An American woman has pleaded for the life of her
journalist son, held hostage in Syria by the Islamic State group, just
over a week after self-declared jihadists beheaded a fellow US reporter
and threatened more murders. In a video released on Wednesday, Shirley Sotloff directly addressed
the group's leader, Abu Bakr al-Baghdadi, saying her son Steven Sotloff
was "an innocent journalist" who had no control over US policy in the
Middle East. The plea came just over a week after the group threatened in a video
to kill the 31-year-old unless the US stopped bombing its territory in
Iraq. The group murdered James Foley, another American journalist, in
the same video. "You, the caliph, can grant amnesty. I ask you, please, release my
child. I ask you to use your authority to spare his life,'' Mrs Sotloff
said in the video, which was first broadcast on the Al Arabiya network. "He is an honorable man and has always tried to help the weak," she said. Islamic State supporters later on Wednesday shared the video on the
internet, but blurred Mrs Sotloff's face because their interpretation of
Islam does not allow a woman's face to be shown. Steven Sotloff has been missing in Syria in August 2013. Josh Earnest, a spokesman for the US president Barack Obama, said he
did not know whether he had seen the appeal, but he said the
administration was "deeply engaged" in trying to gain release of all
Americans held hostage in the Middle East. "She obviously feels desperate about the safety and wellbeing of her
son, and understandably so, and that is why our thoughts and prayers are
with Mr Sotloff's family at this very difficult and trying time,''
Earnest said.
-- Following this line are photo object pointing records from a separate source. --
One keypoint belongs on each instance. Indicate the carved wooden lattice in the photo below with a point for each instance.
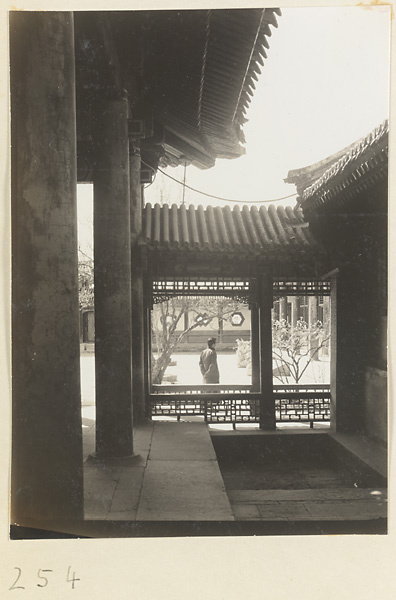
(300, 288)
(240, 289)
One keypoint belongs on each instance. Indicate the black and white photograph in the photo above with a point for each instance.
(199, 271)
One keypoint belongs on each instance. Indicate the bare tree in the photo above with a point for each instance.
(170, 313)
(295, 347)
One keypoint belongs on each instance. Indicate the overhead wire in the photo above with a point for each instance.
(218, 197)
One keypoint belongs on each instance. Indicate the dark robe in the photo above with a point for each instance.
(208, 366)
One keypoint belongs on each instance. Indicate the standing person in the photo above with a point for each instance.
(208, 363)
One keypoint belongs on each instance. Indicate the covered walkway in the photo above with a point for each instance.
(177, 478)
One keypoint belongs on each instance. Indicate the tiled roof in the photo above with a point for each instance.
(222, 229)
(346, 173)
(190, 76)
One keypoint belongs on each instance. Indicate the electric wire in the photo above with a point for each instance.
(217, 197)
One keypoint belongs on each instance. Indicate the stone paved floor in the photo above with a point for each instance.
(287, 492)
(309, 505)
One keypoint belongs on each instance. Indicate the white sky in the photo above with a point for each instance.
(323, 86)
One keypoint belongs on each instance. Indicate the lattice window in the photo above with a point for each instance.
(241, 289)
(301, 288)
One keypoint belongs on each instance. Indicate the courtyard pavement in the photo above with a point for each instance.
(176, 477)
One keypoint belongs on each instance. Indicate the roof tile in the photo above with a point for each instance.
(222, 229)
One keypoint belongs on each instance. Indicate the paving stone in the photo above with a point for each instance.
(122, 516)
(182, 442)
(131, 478)
(183, 490)
(259, 496)
(245, 511)
(294, 510)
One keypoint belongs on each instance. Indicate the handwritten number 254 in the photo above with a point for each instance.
(43, 578)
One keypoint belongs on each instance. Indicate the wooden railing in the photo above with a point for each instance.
(240, 404)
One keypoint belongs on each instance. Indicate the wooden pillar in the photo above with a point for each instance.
(312, 320)
(326, 322)
(348, 351)
(140, 410)
(46, 480)
(112, 247)
(267, 403)
(255, 346)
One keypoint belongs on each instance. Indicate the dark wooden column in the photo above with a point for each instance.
(255, 346)
(112, 247)
(267, 404)
(349, 349)
(138, 309)
(47, 482)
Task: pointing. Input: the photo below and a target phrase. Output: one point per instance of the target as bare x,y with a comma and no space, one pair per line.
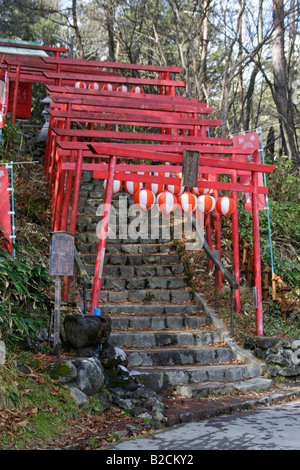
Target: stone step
145,295
155,309
157,322
158,338
140,259
179,356
140,271
205,389
137,283
162,378
84,247
134,249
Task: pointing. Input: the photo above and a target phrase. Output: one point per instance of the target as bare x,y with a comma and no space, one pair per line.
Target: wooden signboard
190,168
61,264
62,254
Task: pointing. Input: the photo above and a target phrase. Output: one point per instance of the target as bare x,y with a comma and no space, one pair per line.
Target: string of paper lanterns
109,87
174,196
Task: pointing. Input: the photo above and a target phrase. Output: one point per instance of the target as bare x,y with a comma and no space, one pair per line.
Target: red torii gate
167,151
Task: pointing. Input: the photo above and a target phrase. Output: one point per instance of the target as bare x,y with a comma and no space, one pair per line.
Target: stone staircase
169,334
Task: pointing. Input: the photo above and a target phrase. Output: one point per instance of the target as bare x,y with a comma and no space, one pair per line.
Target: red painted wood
34,47
256,255
116,65
122,100
235,243
103,235
122,80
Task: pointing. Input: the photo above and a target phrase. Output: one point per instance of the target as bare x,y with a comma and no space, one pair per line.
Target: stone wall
281,355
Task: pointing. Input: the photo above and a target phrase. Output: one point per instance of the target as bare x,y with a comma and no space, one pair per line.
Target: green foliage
24,288
43,408
284,212
9,141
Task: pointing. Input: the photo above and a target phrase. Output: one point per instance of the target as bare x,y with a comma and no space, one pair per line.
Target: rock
23,368
90,375
279,354
84,331
80,397
64,371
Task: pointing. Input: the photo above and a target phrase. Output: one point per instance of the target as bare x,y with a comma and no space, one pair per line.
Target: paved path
269,428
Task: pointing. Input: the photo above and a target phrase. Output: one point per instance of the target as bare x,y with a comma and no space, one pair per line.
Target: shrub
24,293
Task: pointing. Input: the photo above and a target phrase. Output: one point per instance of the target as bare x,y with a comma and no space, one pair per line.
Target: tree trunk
76,28
203,67
282,97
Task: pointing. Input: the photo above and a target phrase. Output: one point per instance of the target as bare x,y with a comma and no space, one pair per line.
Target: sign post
62,253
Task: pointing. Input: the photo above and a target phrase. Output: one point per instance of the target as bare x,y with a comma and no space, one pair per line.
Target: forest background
240,56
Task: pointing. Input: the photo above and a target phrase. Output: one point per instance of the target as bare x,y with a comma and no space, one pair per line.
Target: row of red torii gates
94,129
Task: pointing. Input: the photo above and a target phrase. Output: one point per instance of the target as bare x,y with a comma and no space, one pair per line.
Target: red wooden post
14,110
103,235
218,234
74,210
235,242
48,148
256,256
67,198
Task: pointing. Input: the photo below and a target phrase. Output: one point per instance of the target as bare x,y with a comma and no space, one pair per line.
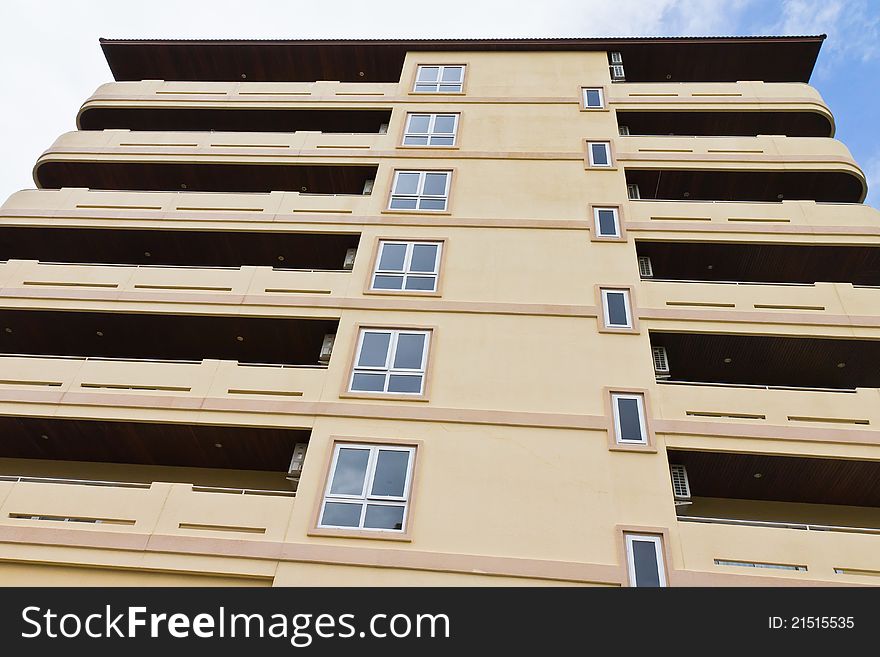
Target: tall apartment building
487,312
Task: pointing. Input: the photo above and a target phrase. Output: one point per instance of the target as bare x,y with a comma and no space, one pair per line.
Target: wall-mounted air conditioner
661,362
296,461
348,263
326,348
681,488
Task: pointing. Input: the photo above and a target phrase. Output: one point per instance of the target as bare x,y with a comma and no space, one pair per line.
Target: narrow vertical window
411,266
368,488
440,79
600,153
629,418
616,309
606,222
594,98
420,190
390,361
644,556
430,130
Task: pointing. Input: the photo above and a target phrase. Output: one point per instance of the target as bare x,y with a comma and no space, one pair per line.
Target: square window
420,190
439,79
616,310
606,222
594,98
390,361
644,556
599,153
407,266
368,487
430,130
629,418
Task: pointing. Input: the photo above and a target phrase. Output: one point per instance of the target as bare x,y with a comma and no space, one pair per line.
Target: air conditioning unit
681,489
296,461
348,263
326,348
661,361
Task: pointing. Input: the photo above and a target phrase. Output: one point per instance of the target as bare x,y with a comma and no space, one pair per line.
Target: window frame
627,306
405,273
597,235
419,195
659,555
430,133
388,370
442,67
644,430
366,498
602,100
608,152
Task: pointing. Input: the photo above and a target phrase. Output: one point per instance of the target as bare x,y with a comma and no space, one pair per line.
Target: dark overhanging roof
647,59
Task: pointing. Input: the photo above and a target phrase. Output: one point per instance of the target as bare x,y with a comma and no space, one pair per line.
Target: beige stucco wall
515,482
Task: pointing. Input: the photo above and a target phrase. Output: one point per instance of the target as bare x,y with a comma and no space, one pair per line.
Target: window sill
419,212
402,293
383,396
400,537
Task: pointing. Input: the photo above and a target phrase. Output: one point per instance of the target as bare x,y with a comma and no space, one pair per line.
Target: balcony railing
781,525
157,508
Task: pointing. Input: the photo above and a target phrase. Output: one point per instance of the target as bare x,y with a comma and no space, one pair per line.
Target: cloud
872,173
853,27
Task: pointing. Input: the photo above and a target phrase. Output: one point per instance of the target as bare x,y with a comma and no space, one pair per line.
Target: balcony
739,359
787,221
145,509
239,106
168,248
808,303
741,169
779,515
165,336
114,209
766,407
733,263
209,162
732,109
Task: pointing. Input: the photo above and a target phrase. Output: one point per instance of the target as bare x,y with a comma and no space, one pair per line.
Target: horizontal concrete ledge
295,407
586,573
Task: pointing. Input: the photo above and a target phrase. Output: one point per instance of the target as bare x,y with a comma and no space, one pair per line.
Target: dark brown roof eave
725,58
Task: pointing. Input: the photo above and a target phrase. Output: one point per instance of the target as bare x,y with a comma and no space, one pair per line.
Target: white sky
53,61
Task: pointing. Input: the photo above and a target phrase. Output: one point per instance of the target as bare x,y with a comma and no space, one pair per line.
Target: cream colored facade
516,480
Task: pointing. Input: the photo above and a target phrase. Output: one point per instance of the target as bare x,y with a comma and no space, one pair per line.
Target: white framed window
616,309
368,487
630,427
390,361
606,222
599,153
439,79
594,97
644,558
420,190
410,266
430,129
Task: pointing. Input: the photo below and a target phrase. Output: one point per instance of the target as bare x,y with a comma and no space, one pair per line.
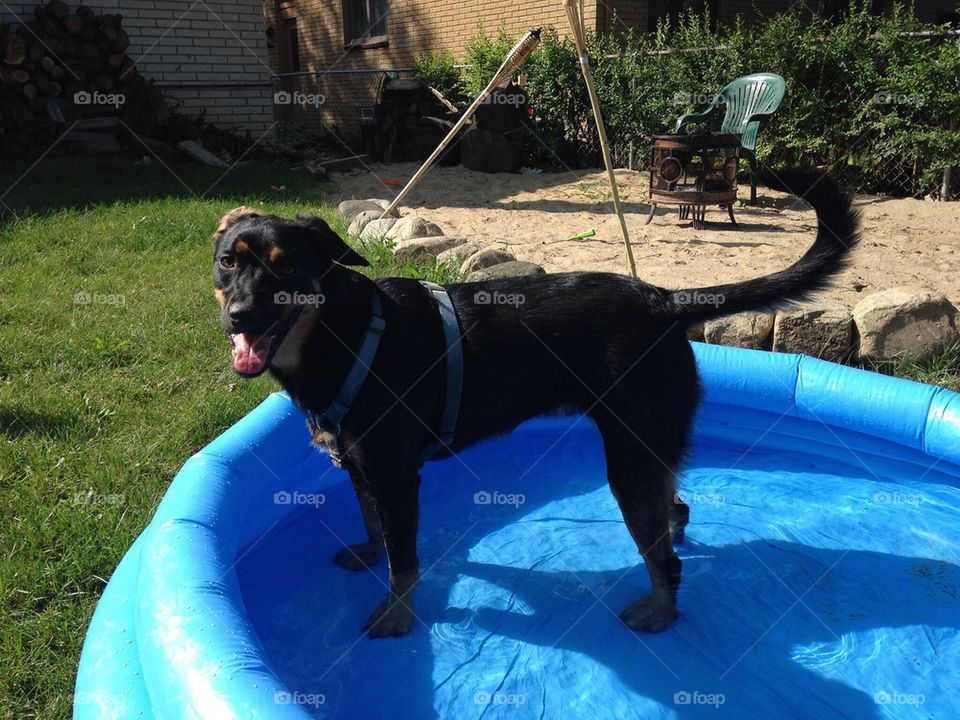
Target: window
366,22
289,46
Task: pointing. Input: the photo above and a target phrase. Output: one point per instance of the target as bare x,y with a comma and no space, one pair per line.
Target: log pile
65,64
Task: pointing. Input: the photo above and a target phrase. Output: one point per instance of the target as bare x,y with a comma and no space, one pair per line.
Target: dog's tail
837,228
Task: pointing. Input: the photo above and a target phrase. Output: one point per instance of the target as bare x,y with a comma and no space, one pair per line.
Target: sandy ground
905,242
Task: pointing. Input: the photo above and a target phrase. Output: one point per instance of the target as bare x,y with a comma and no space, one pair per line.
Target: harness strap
454,366
333,416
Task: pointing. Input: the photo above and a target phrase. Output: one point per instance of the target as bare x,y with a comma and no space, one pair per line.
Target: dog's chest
323,440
A UN commission in Geneva, meanwhile, accused the Islamic State
group of committing crimes against humanity with attacks on civilians,
and photos emerged of the extremists' bloody takeover of a Syrian
military air base. In one photo posted online, masked gunmen were seen shooting seven
men kneeling on the ground, some dressed in what appeared to be Syrian
military uniforms, after the seizure of the Tabqa air base in the
northeastern Syrian province of Raqqa earlier this week. It also said it believed the Syrian regime had used chlorine gas in attacks on rebels, which have been reported previously by Al Jazeera, bloggers and other media organisations. Syria's president Bashar al-Asad last year agreed to give up his chemical weapons stockpile under a UN-brokered deal. Chroline is however a "dual use" substance and was not included on the list of materials to be reliquished.